The clinical utility of circulating tumor DNA (ctDNA) for detecting minimal residual disease (MRD) and for treatment planning postoperatively was a topic of debate at the European Lung Cancer Congress 2024, held in Prague, Czech Republic.
PRO: Prognostic Value
Enriqueta Felip, MD, PhD, of Vall d’Hebron Institute of Oncology in Barcelona, Spain, argued in favor of using liquid biopsy for disease surveillance and decision making about adjuvant therapy.
“In early stage non–small cell lung cancer I think the evidence shows that pretreatment baseline ctDNA levels are clearly prognostic, and also, after surgical resection, the MRD predicts relapse, so we know that at present ctDNA and MRD are strong prognostic markers,” she said.
“I think ctDNA is useful as a noninvasive tool in both settings — at baseline pre surgery and also post surgery — to guide adjuvant therapy decision making,” she added.
Dr. Felip noted that so-called “tumor-informed” assays, such as sequencing of tumor tissue to identify mutations that can then be tracked in plasma samples, are high sensitivity methods, but have a long turnaround time, and approximately one in five patients does not have adequate tumor tissues for analysis.
In contrast, “tumor agnostic” methods rely on epigenetic features such as DNA methylation and cell-free DNA fragmentation patterns to detect tumor-derived DNA, but don’t rely on tumor tissue sample.
Dr. Felip cited a 2017 study published in Cancer Discovery showing that in patients with localized lung cancer post treatment ctDNA detection preceded radiographic progression in 72% of patients by a median of 5.2 months. In addition, the investigators found that 53% of patients had ctDNA mutation profiles that suggested they would respond favorably to tyrosine kinase inhibitors or immune checkpoint inhibitors.
She also pointed to 2022 European Society for Medical Oncology (ESMO) recommendations on the use of ctDNA in patients with cancer, which state that detection of residual tumor DNA after NSCLC therapy with curative intent is associated with a high risk of future relapse, as supported by evidence from multiple studies. The recommendation also states, however, that there is insufficient evidence to recommend ctDNA testing in routine clinical practice in the absence of evidence from prospective clinical trials.

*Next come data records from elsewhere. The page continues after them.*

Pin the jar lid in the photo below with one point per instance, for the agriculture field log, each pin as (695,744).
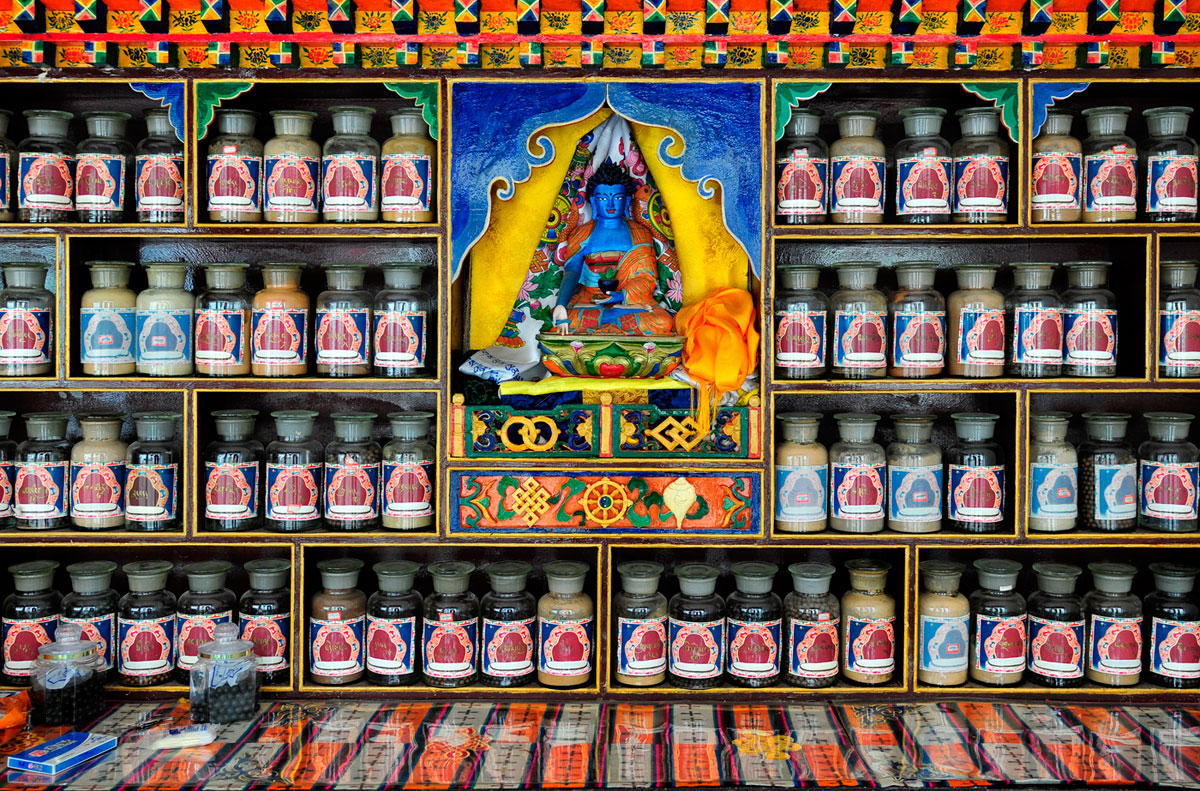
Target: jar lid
(396,576)
(640,577)
(811,579)
(696,579)
(508,576)
(207,575)
(268,574)
(91,576)
(34,575)
(340,574)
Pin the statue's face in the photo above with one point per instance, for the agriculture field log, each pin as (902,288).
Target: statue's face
(610,201)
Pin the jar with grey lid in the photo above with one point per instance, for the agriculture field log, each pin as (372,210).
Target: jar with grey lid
(813,619)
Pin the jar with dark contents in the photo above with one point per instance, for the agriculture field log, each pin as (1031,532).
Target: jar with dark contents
(145,625)
(1114,625)
(29,621)
(696,629)
(1056,628)
(1171,628)
(91,605)
(264,616)
(352,473)
(337,624)
(295,474)
(975,491)
(1168,474)
(450,629)
(205,604)
(509,615)
(813,622)
(1108,474)
(997,624)
(233,468)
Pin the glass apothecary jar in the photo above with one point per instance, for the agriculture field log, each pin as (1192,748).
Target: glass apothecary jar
(813,622)
(915,477)
(1169,161)
(802,474)
(45,174)
(857,169)
(235,169)
(1053,474)
(1167,469)
(923,168)
(1110,167)
(857,468)
(292,169)
(1057,171)
(233,469)
(802,172)
(159,171)
(1033,313)
(802,312)
(859,336)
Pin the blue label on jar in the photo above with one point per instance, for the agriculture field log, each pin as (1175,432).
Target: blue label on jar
(231,490)
(159,183)
(923,184)
(165,337)
(151,492)
(696,649)
(449,648)
(40,491)
(801,492)
(343,336)
(407,185)
(100,183)
(107,335)
(97,490)
(915,493)
(1056,648)
(348,184)
(508,647)
(1055,491)
(46,181)
(235,183)
(25,335)
(981,184)
(1169,491)
(857,491)
(1171,183)
(352,491)
(336,646)
(870,646)
(145,647)
(391,645)
(945,643)
(976,493)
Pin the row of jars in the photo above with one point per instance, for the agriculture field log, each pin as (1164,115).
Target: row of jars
(225,330)
(935,183)
(751,637)
(147,636)
(1056,637)
(857,486)
(916,333)
(294,179)
(450,639)
(1097,180)
(47,178)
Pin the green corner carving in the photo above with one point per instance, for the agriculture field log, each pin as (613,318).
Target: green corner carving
(209,96)
(426,97)
(1006,97)
(789,95)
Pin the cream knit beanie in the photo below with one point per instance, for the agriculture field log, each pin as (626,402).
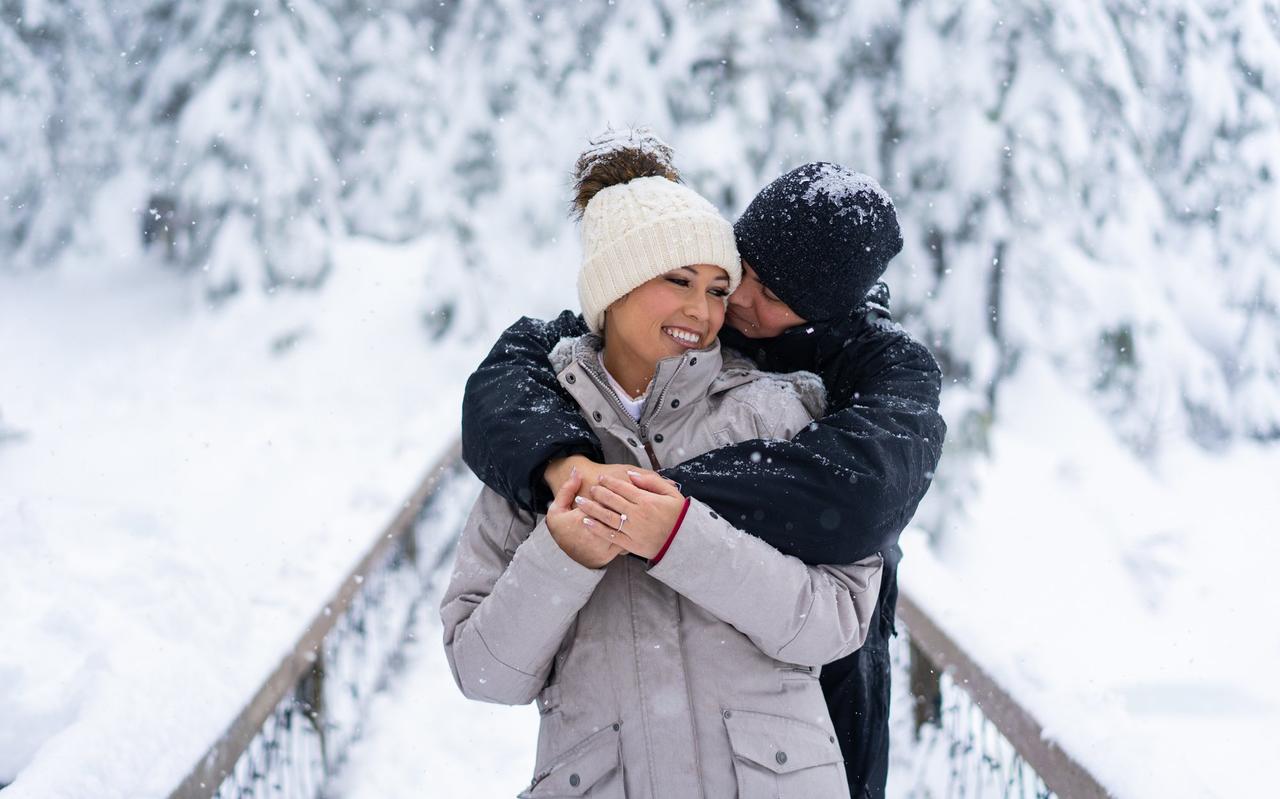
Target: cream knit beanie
(640,229)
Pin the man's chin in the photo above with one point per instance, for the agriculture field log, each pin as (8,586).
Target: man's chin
(744,328)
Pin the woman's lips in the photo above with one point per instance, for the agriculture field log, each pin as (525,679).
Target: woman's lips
(685,338)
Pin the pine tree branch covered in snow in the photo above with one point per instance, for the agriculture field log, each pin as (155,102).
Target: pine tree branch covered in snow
(1092,183)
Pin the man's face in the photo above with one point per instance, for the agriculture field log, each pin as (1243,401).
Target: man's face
(755,311)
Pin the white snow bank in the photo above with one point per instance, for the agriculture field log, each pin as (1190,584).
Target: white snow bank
(184,489)
(1127,605)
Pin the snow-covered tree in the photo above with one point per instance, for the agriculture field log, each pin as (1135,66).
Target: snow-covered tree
(238,101)
(58,122)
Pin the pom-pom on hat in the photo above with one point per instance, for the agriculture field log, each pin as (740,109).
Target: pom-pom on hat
(639,223)
(819,237)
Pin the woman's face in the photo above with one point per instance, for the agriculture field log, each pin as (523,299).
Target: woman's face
(677,311)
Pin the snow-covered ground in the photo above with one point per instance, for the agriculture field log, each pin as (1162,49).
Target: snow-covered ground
(1129,605)
(181,488)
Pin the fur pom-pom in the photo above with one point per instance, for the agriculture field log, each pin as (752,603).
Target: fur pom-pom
(618,156)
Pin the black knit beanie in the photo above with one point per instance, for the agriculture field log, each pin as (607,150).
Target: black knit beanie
(819,237)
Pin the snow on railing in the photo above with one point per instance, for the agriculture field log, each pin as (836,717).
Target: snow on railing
(296,730)
(970,735)
(970,727)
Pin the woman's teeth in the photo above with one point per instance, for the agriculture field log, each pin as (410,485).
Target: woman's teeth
(681,336)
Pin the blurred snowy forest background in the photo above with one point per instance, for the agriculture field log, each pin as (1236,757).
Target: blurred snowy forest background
(1089,193)
(1095,182)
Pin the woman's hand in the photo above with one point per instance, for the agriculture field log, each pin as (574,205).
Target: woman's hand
(652,506)
(558,471)
(566,525)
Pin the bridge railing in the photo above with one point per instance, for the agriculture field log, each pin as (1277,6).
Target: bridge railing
(293,734)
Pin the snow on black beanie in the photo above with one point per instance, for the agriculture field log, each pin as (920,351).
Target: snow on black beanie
(819,237)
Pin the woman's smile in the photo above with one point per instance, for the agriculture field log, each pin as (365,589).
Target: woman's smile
(686,338)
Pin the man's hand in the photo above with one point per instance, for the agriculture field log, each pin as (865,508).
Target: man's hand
(567,526)
(652,506)
(558,471)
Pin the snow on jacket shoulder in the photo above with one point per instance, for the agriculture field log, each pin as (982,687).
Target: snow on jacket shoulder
(694,677)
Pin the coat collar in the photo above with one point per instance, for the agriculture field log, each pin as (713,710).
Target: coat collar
(679,384)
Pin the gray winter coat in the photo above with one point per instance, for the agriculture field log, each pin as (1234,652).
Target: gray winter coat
(693,677)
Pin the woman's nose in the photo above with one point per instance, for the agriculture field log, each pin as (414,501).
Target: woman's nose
(696,309)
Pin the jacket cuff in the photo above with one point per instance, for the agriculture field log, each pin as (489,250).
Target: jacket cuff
(685,558)
(680,520)
(542,555)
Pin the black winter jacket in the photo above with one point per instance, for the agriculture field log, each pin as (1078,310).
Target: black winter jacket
(840,491)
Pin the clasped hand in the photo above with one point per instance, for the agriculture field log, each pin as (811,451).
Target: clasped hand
(586,520)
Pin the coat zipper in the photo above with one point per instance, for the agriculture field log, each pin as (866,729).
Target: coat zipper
(641,429)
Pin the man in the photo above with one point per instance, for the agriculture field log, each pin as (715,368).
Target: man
(814,243)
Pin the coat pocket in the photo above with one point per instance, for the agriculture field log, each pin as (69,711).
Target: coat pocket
(589,768)
(781,757)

Evidence to support a benefit of ctDNA detection for treatment planning in the adjuvant setting come from several clinical studies, Dr. Felip said. For example, in a 2020 study published in Nature Cancer, investigators found that patients with detectable ctDNA after chemoradiotherapy who had treatment consolidation with an immune checkpoint inhibitor had significantly better freedom from progression compared with patients who had detectable ctDNA but did not receive consolidation immunotherapy.
In the IMpower010 trial, patients who were ctDNA-positive post surgery and received adjuvant atezolizumab (Tecentriq) had a median disease-free survival of 19.1 months, compared with 7.9 months for patients who did not get the immune checkpoint inhibitor, further indicating the value of ctDNA in the adjuvant setting, she said.
Wrapping up her argument, Dr. Felip acknowledged that currently the negative predictive value of ctDNA/MRD is suboptimal.
“However, we have seen that high ctDNA levels pre surgery predict poor outcome, and MRD-positive following definitive therapy is strongly prognostic and has extremely high positive predictive value for recurrence,” she said.
Taken together, the evidence suggests that patients who are ctDNA-positive preoperatively should be considered for neoadjuvant chemotherapy and immune checkpoint inhibition. If ctDNA persists after neoadjuvant therapy, patients should have extensive re-staging before surgery, because their options for pathologic complete response are limited. Patients who are MRD-positive after surgery should be treated with the same therapeutic approach as for patients with metastatic disease, Dr. Felip concluded.